Everything to know about periods and the menstrual cycle
When does the first period arrive?
Perhaps the most annoying thing about the first period is that it comes unannounced. No girl can really tell when it’s going to happen. So how can you be prepared? Firstly know that this is going to happen and then pay attention to the signs.
Period: What’s that again?
Getting your period, or menstruating, is a natural body activity directly linked to the female reproductive cycle. Every month or so, your uterus builds up tissue to nestle a potential embryo. When no fertilization occurs, the tissue is no longer necessary and the uterus sheds it in the form of a menstrual period. Usually, periods last between 3 to 7 days.
First period: One of the last signs of puberty
Typically, you should expect your period about two years after your first signs of puberty appear. Whether you were an early or late bloomer, the only way to know if your period is about to come is by listening to your body. Keep track of your pubertal changes, like when you first developed breasts or body hair. This will help you get a rough estimate of your awaited event’s date. Pay special attention to vaginal discharge. It’s a sign that your period is coming within the next few months!
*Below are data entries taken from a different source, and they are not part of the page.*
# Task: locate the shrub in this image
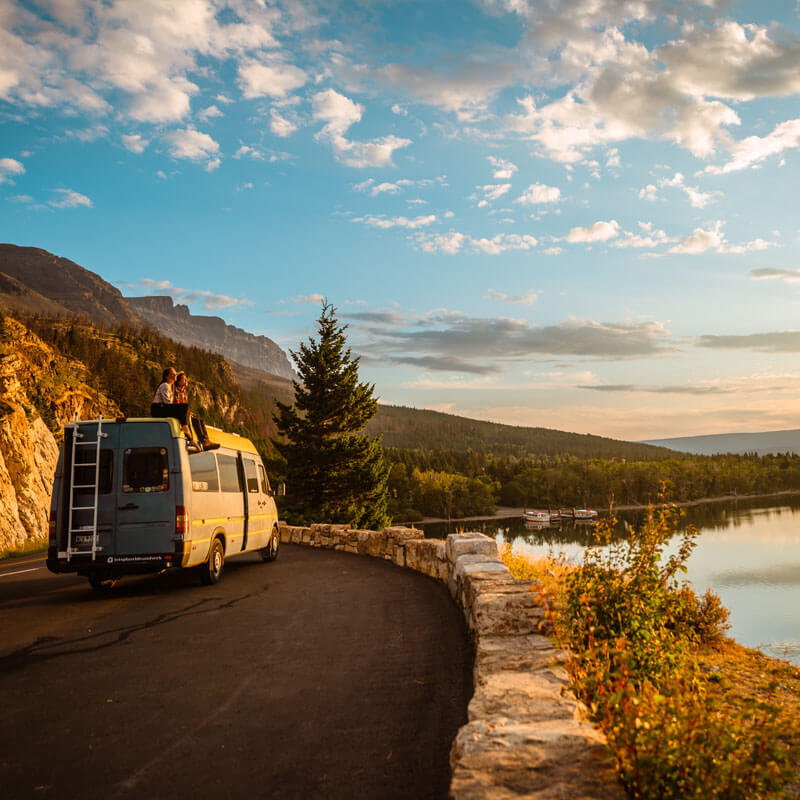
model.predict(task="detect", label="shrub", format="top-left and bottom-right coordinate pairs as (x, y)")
top-left (554, 489), bottom-right (789, 800)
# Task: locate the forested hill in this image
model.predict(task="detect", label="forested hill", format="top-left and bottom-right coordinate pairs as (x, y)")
top-left (367, 405), bottom-right (676, 461)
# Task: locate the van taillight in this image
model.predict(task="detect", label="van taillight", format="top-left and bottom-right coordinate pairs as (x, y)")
top-left (175, 506), bottom-right (189, 537)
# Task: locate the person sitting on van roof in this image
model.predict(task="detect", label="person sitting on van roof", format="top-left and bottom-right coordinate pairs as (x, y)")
top-left (150, 367), bottom-right (178, 417)
top-left (173, 372), bottom-right (219, 450)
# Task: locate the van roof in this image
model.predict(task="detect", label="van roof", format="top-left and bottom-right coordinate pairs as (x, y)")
top-left (98, 417), bottom-right (258, 456)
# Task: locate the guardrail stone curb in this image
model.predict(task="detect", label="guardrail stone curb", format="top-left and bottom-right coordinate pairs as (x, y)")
top-left (279, 523), bottom-right (625, 800)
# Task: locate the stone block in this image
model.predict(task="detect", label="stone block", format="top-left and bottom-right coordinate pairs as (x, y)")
top-left (469, 587), bottom-right (545, 636)
top-left (446, 533), bottom-right (497, 564)
top-left (450, 719), bottom-right (626, 800)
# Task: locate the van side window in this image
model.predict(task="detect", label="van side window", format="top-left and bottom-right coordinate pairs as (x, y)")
top-left (258, 464), bottom-right (269, 494)
top-left (217, 455), bottom-right (244, 492)
top-left (122, 447), bottom-right (169, 492)
top-left (189, 453), bottom-right (219, 492)
top-left (242, 458), bottom-right (258, 494)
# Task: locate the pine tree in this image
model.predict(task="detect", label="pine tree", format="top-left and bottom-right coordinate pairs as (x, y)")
top-left (274, 302), bottom-right (389, 529)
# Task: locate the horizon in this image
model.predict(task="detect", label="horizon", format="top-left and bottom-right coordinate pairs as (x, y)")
top-left (0, 0), bottom-right (800, 441)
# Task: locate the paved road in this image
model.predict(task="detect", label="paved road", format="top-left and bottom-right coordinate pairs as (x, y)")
top-left (0, 545), bottom-right (472, 800)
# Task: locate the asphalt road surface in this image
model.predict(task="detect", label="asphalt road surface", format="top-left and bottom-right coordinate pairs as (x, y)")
top-left (0, 545), bottom-right (472, 800)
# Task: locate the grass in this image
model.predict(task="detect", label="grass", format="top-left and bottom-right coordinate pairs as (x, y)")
top-left (503, 506), bottom-right (800, 800)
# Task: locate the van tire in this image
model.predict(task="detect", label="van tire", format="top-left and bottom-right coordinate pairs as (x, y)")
top-left (86, 572), bottom-right (119, 592)
top-left (258, 528), bottom-right (281, 561)
top-left (200, 538), bottom-right (225, 586)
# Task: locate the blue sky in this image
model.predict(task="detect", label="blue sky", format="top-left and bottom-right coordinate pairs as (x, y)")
top-left (0, 0), bottom-right (800, 439)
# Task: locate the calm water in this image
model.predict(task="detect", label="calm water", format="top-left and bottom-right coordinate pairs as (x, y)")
top-left (421, 497), bottom-right (800, 664)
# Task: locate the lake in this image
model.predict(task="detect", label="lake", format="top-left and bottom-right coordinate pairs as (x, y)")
top-left (419, 496), bottom-right (800, 665)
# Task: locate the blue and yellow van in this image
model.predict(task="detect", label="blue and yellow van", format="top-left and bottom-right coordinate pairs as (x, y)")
top-left (47, 417), bottom-right (283, 589)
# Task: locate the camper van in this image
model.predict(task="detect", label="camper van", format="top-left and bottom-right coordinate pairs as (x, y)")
top-left (47, 417), bottom-right (283, 589)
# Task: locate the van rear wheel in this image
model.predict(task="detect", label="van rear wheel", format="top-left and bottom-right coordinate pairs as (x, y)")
top-left (259, 528), bottom-right (281, 561)
top-left (200, 539), bottom-right (225, 586)
top-left (87, 572), bottom-right (119, 592)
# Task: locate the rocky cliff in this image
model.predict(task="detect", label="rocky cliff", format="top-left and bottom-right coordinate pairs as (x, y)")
top-left (0, 317), bottom-right (119, 552)
top-left (0, 244), bottom-right (294, 378)
top-left (126, 297), bottom-right (294, 378)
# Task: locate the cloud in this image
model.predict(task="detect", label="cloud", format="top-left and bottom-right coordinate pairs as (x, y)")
top-left (705, 119), bottom-right (800, 175)
top-left (269, 108), bottom-right (297, 138)
top-left (197, 105), bottom-right (224, 120)
top-left (612, 222), bottom-right (672, 248)
top-left (486, 289), bottom-right (539, 306)
top-left (0, 158), bottom-right (25, 186)
top-left (132, 278), bottom-right (254, 311)
top-left (311, 89), bottom-right (411, 168)
top-left (487, 156), bottom-right (517, 181)
top-left (239, 57), bottom-right (308, 99)
top-left (374, 315), bottom-right (669, 361)
top-left (696, 331), bottom-right (800, 353)
top-left (470, 233), bottom-right (538, 255)
top-left (514, 183), bottom-right (561, 206)
top-left (477, 183), bottom-right (511, 208)
top-left (48, 189), bottom-right (92, 208)
top-left (669, 220), bottom-right (771, 255)
top-left (233, 144), bottom-right (264, 161)
top-left (564, 219), bottom-right (619, 243)
top-left (389, 356), bottom-right (503, 375)
top-left (353, 214), bottom-right (436, 230)
top-left (163, 128), bottom-right (219, 169)
top-left (120, 133), bottom-right (150, 153)
top-left (750, 267), bottom-right (800, 283)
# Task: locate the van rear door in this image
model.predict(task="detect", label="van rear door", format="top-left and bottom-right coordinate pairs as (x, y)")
top-left (116, 421), bottom-right (178, 556)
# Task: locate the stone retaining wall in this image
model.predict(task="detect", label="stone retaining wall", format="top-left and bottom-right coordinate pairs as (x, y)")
top-left (280, 524), bottom-right (625, 800)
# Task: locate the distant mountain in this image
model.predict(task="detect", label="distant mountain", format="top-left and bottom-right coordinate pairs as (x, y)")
top-left (125, 297), bottom-right (294, 378)
top-left (642, 428), bottom-right (800, 456)
top-left (367, 406), bottom-right (678, 461)
top-left (0, 244), bottom-right (294, 378)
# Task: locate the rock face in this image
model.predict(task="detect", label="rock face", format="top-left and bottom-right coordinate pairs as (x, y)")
top-left (0, 318), bottom-right (119, 552)
top-left (0, 244), bottom-right (136, 323)
top-left (126, 297), bottom-right (294, 379)
top-left (0, 244), bottom-right (294, 378)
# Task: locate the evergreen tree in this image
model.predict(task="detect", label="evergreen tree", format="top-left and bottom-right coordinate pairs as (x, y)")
top-left (274, 302), bottom-right (389, 529)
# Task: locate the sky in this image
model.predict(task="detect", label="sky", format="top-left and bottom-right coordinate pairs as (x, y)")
top-left (0, 0), bottom-right (800, 439)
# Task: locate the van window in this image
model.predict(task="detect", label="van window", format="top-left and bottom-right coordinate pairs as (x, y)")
top-left (122, 447), bottom-right (169, 492)
top-left (243, 458), bottom-right (258, 494)
top-left (258, 464), bottom-right (269, 494)
top-left (217, 455), bottom-right (244, 492)
top-left (189, 453), bottom-right (219, 492)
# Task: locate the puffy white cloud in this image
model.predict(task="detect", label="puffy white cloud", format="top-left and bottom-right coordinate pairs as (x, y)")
top-left (120, 133), bottom-right (150, 153)
top-left (487, 156), bottom-right (517, 181)
top-left (514, 183), bottom-right (561, 206)
top-left (486, 289), bottom-right (539, 306)
top-left (669, 220), bottom-right (772, 255)
top-left (470, 233), bottom-right (538, 256)
top-left (311, 89), bottom-right (411, 168)
top-left (564, 219), bottom-right (619, 243)
top-left (233, 144), bottom-right (264, 161)
top-left (163, 128), bottom-right (219, 169)
top-left (48, 189), bottom-right (92, 208)
top-left (0, 158), bottom-right (25, 184)
top-left (239, 59), bottom-right (308, 98)
top-left (353, 214), bottom-right (436, 230)
top-left (705, 119), bottom-right (800, 175)
top-left (197, 105), bottom-right (224, 120)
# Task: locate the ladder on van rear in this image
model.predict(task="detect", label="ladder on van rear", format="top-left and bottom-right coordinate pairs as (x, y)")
top-left (65, 414), bottom-right (108, 561)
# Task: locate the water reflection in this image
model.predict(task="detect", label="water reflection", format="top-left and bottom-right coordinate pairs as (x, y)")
top-left (422, 496), bottom-right (800, 664)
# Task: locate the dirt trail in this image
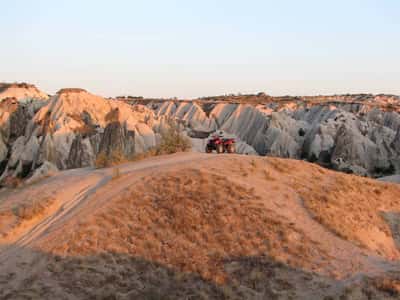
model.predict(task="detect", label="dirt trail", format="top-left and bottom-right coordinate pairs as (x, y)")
top-left (0, 153), bottom-right (210, 265)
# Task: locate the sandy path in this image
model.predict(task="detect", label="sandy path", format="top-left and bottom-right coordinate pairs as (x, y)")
top-left (0, 153), bottom-right (211, 264)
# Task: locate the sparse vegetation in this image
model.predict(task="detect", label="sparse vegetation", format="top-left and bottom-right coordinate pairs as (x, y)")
top-left (94, 149), bottom-right (128, 168)
top-left (95, 123), bottom-right (192, 168)
top-left (13, 197), bottom-right (55, 220)
top-left (156, 122), bottom-right (192, 155)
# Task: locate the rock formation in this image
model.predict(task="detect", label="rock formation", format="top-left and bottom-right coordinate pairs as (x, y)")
top-left (0, 84), bottom-right (400, 180)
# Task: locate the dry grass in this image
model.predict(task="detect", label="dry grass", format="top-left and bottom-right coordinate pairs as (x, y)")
top-left (46, 170), bottom-right (311, 284)
top-left (0, 197), bottom-right (56, 237)
top-left (292, 166), bottom-right (400, 258)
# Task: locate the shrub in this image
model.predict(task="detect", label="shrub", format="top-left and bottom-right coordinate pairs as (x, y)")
top-left (94, 149), bottom-right (128, 168)
top-left (95, 123), bottom-right (192, 168)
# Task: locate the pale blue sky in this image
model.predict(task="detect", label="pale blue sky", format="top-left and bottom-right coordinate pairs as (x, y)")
top-left (0, 0), bottom-right (400, 97)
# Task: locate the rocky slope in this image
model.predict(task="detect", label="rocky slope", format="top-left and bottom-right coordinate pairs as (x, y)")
top-left (0, 84), bottom-right (400, 182)
top-left (2, 89), bottom-right (165, 183)
top-left (138, 95), bottom-right (400, 177)
top-left (0, 83), bottom-right (49, 102)
top-left (0, 153), bottom-right (400, 300)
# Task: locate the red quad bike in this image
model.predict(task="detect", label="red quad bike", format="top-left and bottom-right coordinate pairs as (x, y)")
top-left (206, 135), bottom-right (236, 154)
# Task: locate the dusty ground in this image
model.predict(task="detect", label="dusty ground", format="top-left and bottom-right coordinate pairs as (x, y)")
top-left (0, 153), bottom-right (400, 299)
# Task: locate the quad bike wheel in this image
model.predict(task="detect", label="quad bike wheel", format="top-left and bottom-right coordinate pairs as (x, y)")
top-left (226, 144), bottom-right (236, 153)
top-left (217, 144), bottom-right (225, 154)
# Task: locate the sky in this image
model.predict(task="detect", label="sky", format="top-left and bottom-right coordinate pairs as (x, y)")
top-left (0, 0), bottom-right (400, 98)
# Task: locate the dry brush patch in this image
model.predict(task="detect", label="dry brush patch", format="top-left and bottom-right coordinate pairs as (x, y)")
top-left (292, 167), bottom-right (400, 258)
top-left (0, 196), bottom-right (56, 237)
top-left (45, 170), bottom-right (322, 284)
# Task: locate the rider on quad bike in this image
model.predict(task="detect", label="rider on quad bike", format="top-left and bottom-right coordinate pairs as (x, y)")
top-left (206, 131), bottom-right (236, 153)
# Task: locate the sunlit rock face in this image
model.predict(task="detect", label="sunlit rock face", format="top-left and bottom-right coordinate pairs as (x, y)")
top-left (143, 95), bottom-right (400, 177)
top-left (0, 84), bottom-right (400, 180)
top-left (0, 89), bottom-right (159, 182)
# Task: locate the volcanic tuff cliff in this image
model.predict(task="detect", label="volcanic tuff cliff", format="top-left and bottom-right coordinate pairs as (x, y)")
top-left (142, 95), bottom-right (400, 176)
top-left (0, 84), bottom-right (400, 184)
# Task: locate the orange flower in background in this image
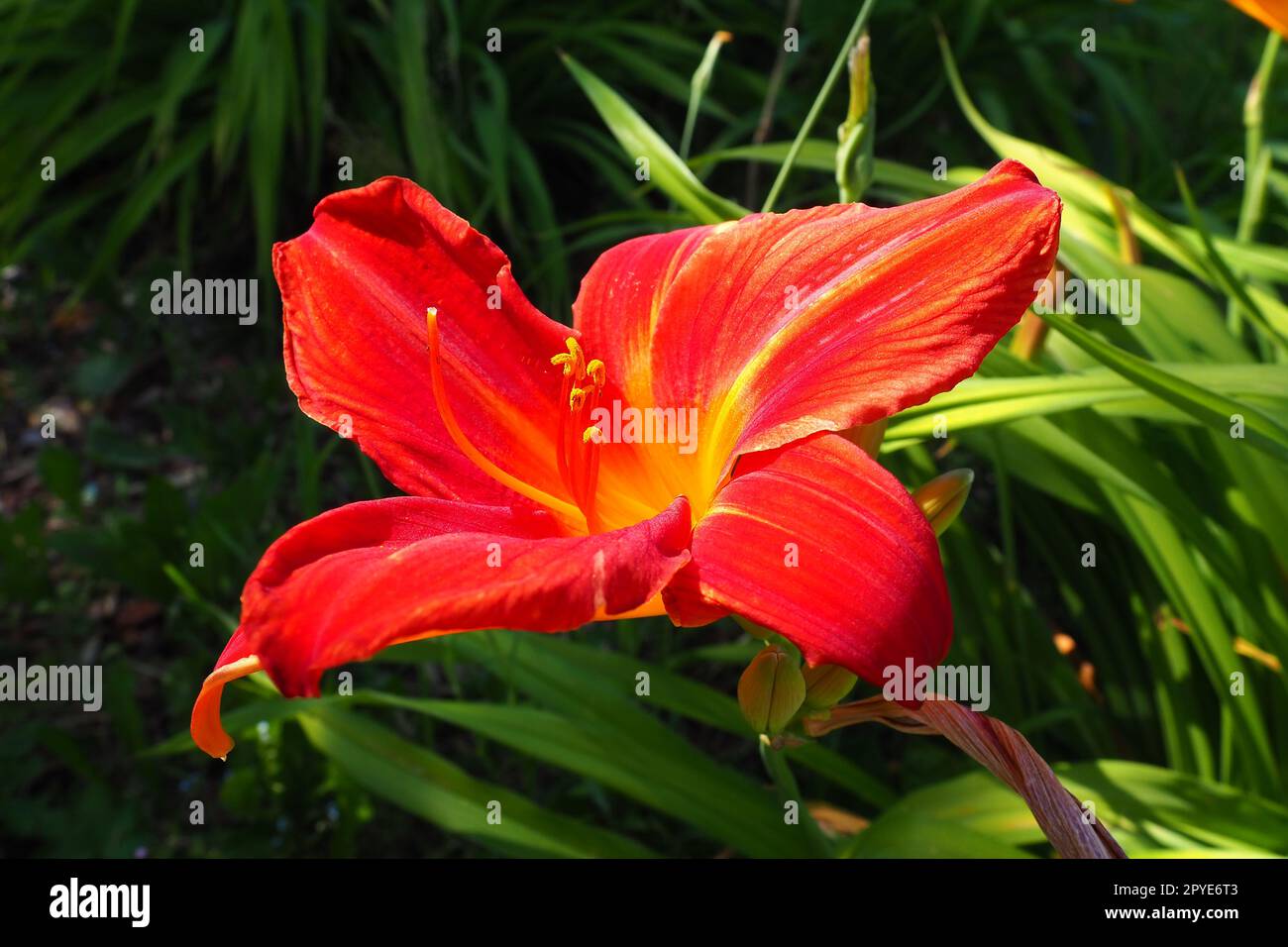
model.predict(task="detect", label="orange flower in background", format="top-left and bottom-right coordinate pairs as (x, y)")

How late can a girl have her first period?
Although all girls will start getting their period sometime during puberty, every one of them will live this experience differently. The average age for a girl’s first period is between 10 and 14 years. However, some girls will get it as early as 9 years of age, while others as late as 17 and that’s perfectly okay. You shouldn’t feel left behind just because your friends got their period and you haven’t. Remember: it’s all about the right timing for you. However, if you have any concerns, don’t hesitate to share them with your doctor.
My first period: What does it feel like?
Generally, the first period comes unexpectedly. But there isn’t any reason to worry about having your first period as it is totally natural. It’s just a few drops of blood so there’s no need to wear pads “just in case”. You can simply keep some in your bag and if you do get your period at school and you’re not prepared, look for a sanitary napkin at the infirmary.
The first periods are rarely painful. Most of the time, the blood you shed is rather brown-black. Again, this is perfectly normal and you have nothing to worry about.
What happens next?
The first periods don’t usually have an ovulation cycle before them. After you get your first period, don’t panic if the next one doesn’t occur after 28 days. For several months, your period may be erratic or even absent. Gradually, your cycles become more regular, a sign that your hormones have stabilized and ovulation has taken its course.